Os efeitos dos atos ilícitos civis nas fraudes contra os planos de saúde
As fraudes, perpetradas contra as operadoras de saúde, são consideradas atos ilícitos passiveis de efeitos previstos no ordenamento jurídico, os quais não se restringem ao espectro do dever de indenizar, decorrente da responsabilidade civil.
terça-feira, 6 de maio de 2025
Atualizado em 5 de maio de 2025 13:55
O ordenamento jurídico, por meio da eficácia de suas normas, tem por função precípua manter, além da ordem na sociedade, a proteção aos direitos fundamentais1. No entanto, se houver comportamentos considerados desleais, por meio dos atos considerados ilícitos, haverá, por consequência, violação aos direitos previstos no referido ordenamento, conforme previsão do art. 186 do CC2.
Acerca do ato ilícito civil, Jose Carlos Van Cleef de Almeida Santos e Luís de Carvalho Cascaldi adotam o seguinte conceito:
"O ato ilícito é espécie de fato jurídico humano e pode ser conceituado como a conduta em desacordo ou contrário ao ordenamento jurídico, que acarreta dano ao direito de outrem."3
O dano, decorrente da ilicitude praticada pelo ato, pode gerar efeitos. Diante disso, necessário que haja uma recomposição por meio de preceitos preestabelecidos pela própria legislação para reparação do dano, pois a eficácia tem um papel relevante, uma vez que por meio dela, investe-se contra o ato considerado ilícito.

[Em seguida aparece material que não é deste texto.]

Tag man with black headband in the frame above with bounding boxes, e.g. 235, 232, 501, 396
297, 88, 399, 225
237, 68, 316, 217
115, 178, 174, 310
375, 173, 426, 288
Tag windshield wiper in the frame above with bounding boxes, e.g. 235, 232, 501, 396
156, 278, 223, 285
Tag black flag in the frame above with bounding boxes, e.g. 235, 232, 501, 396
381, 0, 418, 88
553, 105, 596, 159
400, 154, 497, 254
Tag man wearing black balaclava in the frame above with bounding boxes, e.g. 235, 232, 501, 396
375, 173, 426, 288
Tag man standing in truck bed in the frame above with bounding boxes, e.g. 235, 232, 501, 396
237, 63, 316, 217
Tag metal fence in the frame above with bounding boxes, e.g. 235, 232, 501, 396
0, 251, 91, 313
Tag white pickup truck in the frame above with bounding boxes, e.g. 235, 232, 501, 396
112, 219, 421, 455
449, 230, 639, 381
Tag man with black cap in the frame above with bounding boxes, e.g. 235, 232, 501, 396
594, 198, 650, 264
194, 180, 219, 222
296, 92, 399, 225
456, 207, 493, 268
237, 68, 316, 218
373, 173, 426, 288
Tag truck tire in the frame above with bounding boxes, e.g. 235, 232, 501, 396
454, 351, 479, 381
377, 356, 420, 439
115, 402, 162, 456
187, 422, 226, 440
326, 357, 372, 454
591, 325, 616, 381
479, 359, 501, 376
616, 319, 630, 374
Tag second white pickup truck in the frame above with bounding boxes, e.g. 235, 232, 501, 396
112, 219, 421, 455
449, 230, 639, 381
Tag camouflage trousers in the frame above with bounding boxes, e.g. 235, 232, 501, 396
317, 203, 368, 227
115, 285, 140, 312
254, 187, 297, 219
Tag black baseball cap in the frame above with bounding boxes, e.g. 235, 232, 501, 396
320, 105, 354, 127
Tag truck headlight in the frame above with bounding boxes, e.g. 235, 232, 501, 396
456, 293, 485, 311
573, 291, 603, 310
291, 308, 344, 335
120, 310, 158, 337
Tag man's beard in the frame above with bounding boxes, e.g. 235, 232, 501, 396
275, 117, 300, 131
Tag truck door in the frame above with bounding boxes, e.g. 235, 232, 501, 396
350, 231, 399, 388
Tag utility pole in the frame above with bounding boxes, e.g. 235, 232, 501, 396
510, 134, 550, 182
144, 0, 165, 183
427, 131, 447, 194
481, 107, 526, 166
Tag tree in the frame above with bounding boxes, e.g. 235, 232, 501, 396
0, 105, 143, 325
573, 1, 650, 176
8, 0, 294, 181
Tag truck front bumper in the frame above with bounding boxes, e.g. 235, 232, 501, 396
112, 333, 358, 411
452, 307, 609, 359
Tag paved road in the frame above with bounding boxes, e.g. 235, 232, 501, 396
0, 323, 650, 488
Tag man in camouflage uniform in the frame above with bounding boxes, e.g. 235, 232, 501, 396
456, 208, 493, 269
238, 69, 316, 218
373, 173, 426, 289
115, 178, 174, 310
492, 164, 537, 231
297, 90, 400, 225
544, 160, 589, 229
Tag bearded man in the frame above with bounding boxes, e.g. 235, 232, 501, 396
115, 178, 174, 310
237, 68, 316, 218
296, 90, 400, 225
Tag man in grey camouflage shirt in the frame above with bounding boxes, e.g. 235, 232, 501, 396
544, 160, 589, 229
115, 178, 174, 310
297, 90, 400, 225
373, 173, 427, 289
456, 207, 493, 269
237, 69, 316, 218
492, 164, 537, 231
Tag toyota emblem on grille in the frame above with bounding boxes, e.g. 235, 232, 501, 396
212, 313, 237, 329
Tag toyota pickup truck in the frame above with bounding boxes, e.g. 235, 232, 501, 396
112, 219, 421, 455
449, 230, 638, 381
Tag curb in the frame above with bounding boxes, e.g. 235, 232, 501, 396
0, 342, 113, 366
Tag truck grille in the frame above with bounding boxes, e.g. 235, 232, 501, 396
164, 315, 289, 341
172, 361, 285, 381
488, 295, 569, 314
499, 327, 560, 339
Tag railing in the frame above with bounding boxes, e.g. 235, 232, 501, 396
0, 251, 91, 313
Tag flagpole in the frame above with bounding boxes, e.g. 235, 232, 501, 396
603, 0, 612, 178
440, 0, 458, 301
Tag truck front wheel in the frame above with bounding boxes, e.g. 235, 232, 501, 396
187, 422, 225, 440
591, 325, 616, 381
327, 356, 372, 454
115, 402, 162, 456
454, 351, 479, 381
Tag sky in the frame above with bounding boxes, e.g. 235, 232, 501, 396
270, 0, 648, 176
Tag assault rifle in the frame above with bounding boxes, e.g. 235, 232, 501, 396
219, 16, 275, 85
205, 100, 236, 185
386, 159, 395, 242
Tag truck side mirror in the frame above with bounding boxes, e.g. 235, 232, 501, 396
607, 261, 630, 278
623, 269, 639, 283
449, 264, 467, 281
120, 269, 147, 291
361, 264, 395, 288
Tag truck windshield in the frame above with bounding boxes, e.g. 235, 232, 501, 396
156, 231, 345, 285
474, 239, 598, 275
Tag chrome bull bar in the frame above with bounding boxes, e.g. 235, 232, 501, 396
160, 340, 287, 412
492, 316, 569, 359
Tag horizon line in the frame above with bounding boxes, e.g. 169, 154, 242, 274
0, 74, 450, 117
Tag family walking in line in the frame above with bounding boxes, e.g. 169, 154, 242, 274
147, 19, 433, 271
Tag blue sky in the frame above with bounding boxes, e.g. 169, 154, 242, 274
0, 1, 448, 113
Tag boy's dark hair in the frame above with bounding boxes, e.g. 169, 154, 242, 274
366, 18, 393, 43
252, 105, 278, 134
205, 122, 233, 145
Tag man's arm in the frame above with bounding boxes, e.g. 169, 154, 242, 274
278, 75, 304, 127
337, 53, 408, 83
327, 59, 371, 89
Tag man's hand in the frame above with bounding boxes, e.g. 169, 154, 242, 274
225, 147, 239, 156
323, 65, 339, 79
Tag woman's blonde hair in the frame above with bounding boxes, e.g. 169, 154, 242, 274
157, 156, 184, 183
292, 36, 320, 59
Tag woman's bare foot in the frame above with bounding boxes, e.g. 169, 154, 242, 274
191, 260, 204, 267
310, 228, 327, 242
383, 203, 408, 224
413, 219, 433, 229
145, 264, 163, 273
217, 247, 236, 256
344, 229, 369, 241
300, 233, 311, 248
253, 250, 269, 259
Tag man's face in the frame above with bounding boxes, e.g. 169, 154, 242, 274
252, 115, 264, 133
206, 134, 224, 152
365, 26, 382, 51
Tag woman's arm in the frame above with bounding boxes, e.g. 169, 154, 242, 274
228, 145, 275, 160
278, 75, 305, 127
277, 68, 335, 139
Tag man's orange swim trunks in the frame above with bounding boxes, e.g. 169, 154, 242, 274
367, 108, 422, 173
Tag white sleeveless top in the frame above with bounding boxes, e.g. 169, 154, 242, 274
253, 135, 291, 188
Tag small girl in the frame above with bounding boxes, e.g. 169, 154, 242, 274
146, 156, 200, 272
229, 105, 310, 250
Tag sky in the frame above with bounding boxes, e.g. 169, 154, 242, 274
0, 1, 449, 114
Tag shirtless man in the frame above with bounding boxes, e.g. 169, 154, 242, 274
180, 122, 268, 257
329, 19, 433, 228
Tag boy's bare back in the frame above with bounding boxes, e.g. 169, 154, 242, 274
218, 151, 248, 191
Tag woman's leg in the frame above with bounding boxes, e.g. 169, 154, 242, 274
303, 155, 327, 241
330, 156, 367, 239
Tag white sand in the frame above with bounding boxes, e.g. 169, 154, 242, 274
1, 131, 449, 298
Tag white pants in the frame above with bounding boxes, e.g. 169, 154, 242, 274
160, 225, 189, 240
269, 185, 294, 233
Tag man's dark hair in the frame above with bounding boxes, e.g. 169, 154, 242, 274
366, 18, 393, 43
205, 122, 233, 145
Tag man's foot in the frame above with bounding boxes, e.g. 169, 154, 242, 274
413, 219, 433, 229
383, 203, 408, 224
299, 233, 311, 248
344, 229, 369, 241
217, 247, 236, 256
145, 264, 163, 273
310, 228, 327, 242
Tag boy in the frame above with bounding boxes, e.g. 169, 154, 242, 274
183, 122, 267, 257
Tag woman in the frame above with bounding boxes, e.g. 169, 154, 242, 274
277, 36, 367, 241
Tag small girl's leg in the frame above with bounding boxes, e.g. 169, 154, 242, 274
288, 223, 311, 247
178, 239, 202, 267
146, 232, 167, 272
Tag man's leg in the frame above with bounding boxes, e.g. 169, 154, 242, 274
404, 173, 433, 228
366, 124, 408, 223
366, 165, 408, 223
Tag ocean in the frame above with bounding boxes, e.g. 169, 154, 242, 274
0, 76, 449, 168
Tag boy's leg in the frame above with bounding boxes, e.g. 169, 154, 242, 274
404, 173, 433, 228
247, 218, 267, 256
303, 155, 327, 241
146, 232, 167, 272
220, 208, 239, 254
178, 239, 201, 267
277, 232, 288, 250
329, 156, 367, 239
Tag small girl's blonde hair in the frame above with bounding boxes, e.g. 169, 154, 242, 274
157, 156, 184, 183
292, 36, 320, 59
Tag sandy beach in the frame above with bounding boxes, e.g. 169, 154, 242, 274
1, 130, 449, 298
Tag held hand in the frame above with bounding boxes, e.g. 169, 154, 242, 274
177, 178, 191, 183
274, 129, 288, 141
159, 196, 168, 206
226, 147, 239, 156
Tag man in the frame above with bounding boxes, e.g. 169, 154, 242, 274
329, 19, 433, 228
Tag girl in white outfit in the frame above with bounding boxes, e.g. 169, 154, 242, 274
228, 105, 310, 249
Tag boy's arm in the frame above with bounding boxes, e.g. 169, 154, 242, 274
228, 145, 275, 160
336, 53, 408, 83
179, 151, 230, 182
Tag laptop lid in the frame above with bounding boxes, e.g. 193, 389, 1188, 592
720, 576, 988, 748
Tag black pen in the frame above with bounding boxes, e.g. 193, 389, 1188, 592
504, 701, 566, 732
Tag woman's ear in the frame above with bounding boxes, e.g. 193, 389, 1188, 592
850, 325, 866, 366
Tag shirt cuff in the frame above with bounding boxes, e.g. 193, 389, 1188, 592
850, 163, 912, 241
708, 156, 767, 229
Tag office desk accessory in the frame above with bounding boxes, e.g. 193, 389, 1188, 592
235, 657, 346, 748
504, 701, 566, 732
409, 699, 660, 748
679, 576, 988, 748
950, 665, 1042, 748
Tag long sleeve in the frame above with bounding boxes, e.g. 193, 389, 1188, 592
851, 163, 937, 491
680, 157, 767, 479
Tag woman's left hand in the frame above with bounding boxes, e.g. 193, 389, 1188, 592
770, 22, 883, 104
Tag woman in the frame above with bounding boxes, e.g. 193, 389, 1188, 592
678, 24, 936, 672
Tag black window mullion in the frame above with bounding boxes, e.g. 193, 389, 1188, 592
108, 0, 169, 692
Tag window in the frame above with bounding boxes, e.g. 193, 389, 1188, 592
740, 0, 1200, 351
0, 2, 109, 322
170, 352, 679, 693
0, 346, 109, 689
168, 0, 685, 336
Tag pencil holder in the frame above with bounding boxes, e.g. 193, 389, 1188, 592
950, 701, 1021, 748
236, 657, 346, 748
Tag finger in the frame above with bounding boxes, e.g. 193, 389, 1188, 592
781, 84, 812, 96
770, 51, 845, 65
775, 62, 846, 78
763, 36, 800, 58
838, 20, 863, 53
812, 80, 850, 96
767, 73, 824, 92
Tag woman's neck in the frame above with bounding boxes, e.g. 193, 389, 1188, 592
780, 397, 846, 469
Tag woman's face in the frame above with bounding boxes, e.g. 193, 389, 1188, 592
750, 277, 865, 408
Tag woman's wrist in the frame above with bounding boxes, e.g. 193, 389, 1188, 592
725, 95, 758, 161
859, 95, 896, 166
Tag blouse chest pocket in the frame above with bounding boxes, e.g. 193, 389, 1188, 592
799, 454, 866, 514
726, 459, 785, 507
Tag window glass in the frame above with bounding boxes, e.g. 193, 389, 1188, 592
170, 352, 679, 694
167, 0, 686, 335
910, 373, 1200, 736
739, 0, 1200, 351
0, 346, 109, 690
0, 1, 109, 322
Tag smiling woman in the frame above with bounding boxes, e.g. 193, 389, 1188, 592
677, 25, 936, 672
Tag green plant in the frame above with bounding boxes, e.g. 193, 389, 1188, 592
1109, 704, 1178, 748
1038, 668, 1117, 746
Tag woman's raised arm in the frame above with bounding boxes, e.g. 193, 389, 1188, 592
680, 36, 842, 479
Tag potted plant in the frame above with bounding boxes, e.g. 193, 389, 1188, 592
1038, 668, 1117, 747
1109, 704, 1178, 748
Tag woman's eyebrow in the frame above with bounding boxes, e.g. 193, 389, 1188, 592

No panorama da análise das leis, entendemos que, atualmente, há uma interdisciplinaridade entre o Direito Civil e o Direito Constitucional, ou seja, tais ramos do Direito mantêm um diálogo entre si, visando proteger as relações jurídicas, sobretudo a dignidade da pessoa humana, erigida a princípio fundamental, conforme o art. 1º, inciso III da CF/884. Fato é que diante de tal influência, do Direto Constitucional sobre o Direito Civil, necessário que nas relações de Direito Privado, sobretudo as contratuais, além dos preceitos como a boa-fé, necessário um olhar para os direitos fundamentais, previstos título II da nossa lei fundamental, com base na eficácia horizontal dos direitos fundamentais, sem olvidar a razoabilidade.
Logo, diante de tal evolução e progressão apresentada, ao operador do Direito, cabe no momento da interpretação das normas da legislação civil ao caso concreto, o dever de adaptá-las a realidade atual, para que as normas não se tornem obsoletas e não fique preso a dogmas incontroversos, uma vez que nas relações privadas, disciplinadas pelo Direito Civil, podemos definir como um sistema aberto e exemplificativo, pois não se restringe a um rol taxativo.
Sendo assim, há uma flexibilidade do Direito Civil, no qual suas normas não ficam restritas às regras, além da influência constitucional, podem ainda se basear em princípios, o que as tornam mais adaptáveis a realidade, para que assim, fiquem suscetíveis para regular e proteger direitos frente à concretude das complexidades que permeiam as relações privadas e garantir a segurança jurídica. Para tanto necessário verificar a eficácia das normas, já que revela a sua potencialidade para ser aplicada aos casos concretos, e, assim, atinja os seus objetivos.
No que tange ao princípio da boa fé na relação contratual de saúde suplementar, a operadora, além de empregar as diligências necessárias para com os prestadores de serviços de saúde, por desiderato oferece atendimento satisfatório, visando atender, assim, as legitimas expectativas dos beneficiários. No entanto, esse vínculo pode ser rompido, diante da fraude empregada, seja pelo beneficiário, seja pelo prestador de saúde, por meio de conduta contraria aquela que se espera na celebração do contrato e, por consequência, ao ordenamento jurídico.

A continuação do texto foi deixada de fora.